Cooperative Multi-Agent Deep Reinforcement Learning in Content Ranking Optimization
Zhou Qin, Kai Yuan, Pratik Lahiri, Wenyang Liu
TL;DR
This work reframes content ranking optimization (CRO) on multi-slot pages as a cooperative multi-agent reinforcement learning problem and solves it with MADDPG, enabling joint, whole-page optimization and emphasizing long-term rewards. The approach uses a centralized critic with decentralized actors to address non-stationarity, and defines a composite reward that includes revenue, profit, long-term value, clicks, and abandonment signals. Empirical results demonstrate MADDPG's scalability to large action spaces, outperforming deep bandits by around 25.7% on IPS in offline CRO data, and achieving incremental revenue in online A/B tests, while also showing strong performance in Mujoco benchmarks.
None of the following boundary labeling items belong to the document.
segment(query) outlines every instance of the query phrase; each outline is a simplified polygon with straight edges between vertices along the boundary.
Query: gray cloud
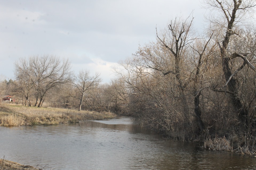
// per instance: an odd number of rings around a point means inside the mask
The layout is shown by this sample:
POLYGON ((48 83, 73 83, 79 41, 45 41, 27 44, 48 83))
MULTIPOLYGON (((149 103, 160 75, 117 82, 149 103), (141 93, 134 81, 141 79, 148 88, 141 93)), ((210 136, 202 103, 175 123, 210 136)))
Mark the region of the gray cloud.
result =
POLYGON ((9 70, 14 61, 38 54, 68 57, 74 64, 95 58, 116 62, 134 53, 139 43, 154 41, 156 26, 162 29, 193 10, 195 25, 201 27, 199 0, 177 1, 2 1, 0 74, 13 76, 9 70))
The findings suggest that joint page-level optimization via multi-agent RL can significantly improve user experience and business metrics in information retrieval tasks, with potential applicability to other joint optimization problems in IR.
Abstract
In a typical e-commerce setting, Content Ranking Optimization (CRO) mechanisms are employed to surface content on the search page to fulfill customers' shopping missions. CRO commonly utilizes models such as contextual deep bandits model to independently rank content at different positions, e.g., one optimizer dedicated to organic search results and another to sponsored results. However, this regional optimization approach does not necessarily translate to whole page optimization, e.g., maximizing revenue at the top of the page may inadvertently diminish the revenue of lower positions. In this paper, we propose a reinforcement learning based method for whole page ranking to jointly optimize across all positions by: 1) shifting from position level optimization to whole page level optimization to achieve an overall optimized ranking; 2) applying reinforcement learning to optimize for the cumulative rewards instead of the instant reward. We formulate page level CRO as a cooperative Multi-agent Markov Decision Process , and address it with the novel Multi-Agent Deep Deterministic Policy Gradient (MADDPG) model. MADDPG supports a flexible and scalable joint optimization framework by adopting a "centralized training and decentralized execution" approach. Extensive experiments demonstrate that MADDPG scales to a 2.5 billion action space in the public Mujoco environment, and outperforms the deep bandits modeling by 25.7% on the offline CRO data set from a leading e-commerce company. We foresee that this novel multi-agent optimization is applicable to similar joint optimization problems in the field of information retrieval.